I am quite new to 3D printing, and having difficulty printing first layer of an object with support. The object has a few curved surfaces that touch the print bed, so not a big starting foot print.
I am printing on a genuine Prusa i3 mk2s, using PLA, 210 °C (clean from what I can tell) nozzle, 60 °C (clean, good condition) heat bed. My model is an STL from Thingiverse, and I sliced it with Prusa Control. Settings: 0.3 mm layers, 30 % infill, Support from build plate, brim on. I have run the printer calibration, z-axis calibration, etc. Only thing that might be a bit out is my z-axis might be a fraction too low. I have no issues when printing objects without support, and usually don't have issues printing objects with support (although typically these have a larger contact area of the object to the print bed as well)
After it prints the brim (which adheres well), it tries to print the support layers for the "actual" layers that will get printed first. These layers do not touch the outer brim. They go down with a little bit of "squeeze out" when the printer does a 180-degree turn. (this can be seen on the right hand end of first picture).
Then, it attempts to print the whole-of-base support structure (refer to pic 3 and 4 for details). Where these support layers touch the outer brim, they adhere well. When they touch the initial support layer sections, it tears them up, leaving a big mess.
What appears to me to be happening, is the small sections that get printed first (circled in red) are either not adhering well enough, or somehow getting "ruffled up", or are printed too close to the subsequent, broader strokes of the rest of the support layer, such that when the rest of the support layer is printed, it is tearing up the initial small sections.

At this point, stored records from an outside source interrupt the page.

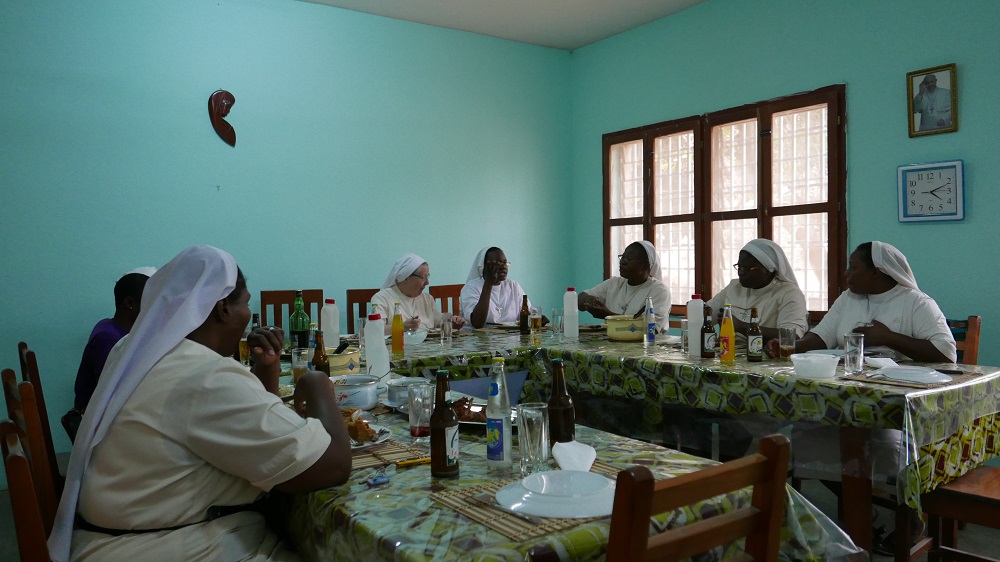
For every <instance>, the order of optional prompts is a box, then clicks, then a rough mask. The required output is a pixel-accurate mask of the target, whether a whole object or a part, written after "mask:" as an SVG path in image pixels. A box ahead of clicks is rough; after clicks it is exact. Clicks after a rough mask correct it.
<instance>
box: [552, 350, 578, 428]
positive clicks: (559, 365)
mask: <svg viewBox="0 0 1000 562" xmlns="http://www.w3.org/2000/svg"><path fill="white" fill-rule="evenodd" d="M575 439H576V410H575V409H574V408H573V398H572V397H571V396H570V395H569V391H568V390H566V372H565V370H564V368H563V362H562V359H553V360H552V397H551V398H549V446H552V445H555V444H556V443H568V442H570V441H573V440H575Z"/></svg>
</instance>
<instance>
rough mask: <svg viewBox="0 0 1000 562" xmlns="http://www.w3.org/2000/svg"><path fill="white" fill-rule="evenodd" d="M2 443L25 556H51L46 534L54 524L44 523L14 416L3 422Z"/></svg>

Having 2 densities of support layer per layer seems to be causing issues.
Failed print, still on the bed. At the right, there is a section of "fine" support material that sort of survived.
Close up of the failed first layer. The broad strokes seem to adhere well except for when they meet where the fine layer was - after that it's just a big mess.
Slicing in Prusa control (part 1): shows the different support structures and very minimal contact of actual object to the bed (orange)
Close up of other problem area in PC slicing. No actual contact of object to bed here. Also, as a side note, why the funny diagonal line cutting through the rest of the support structure here?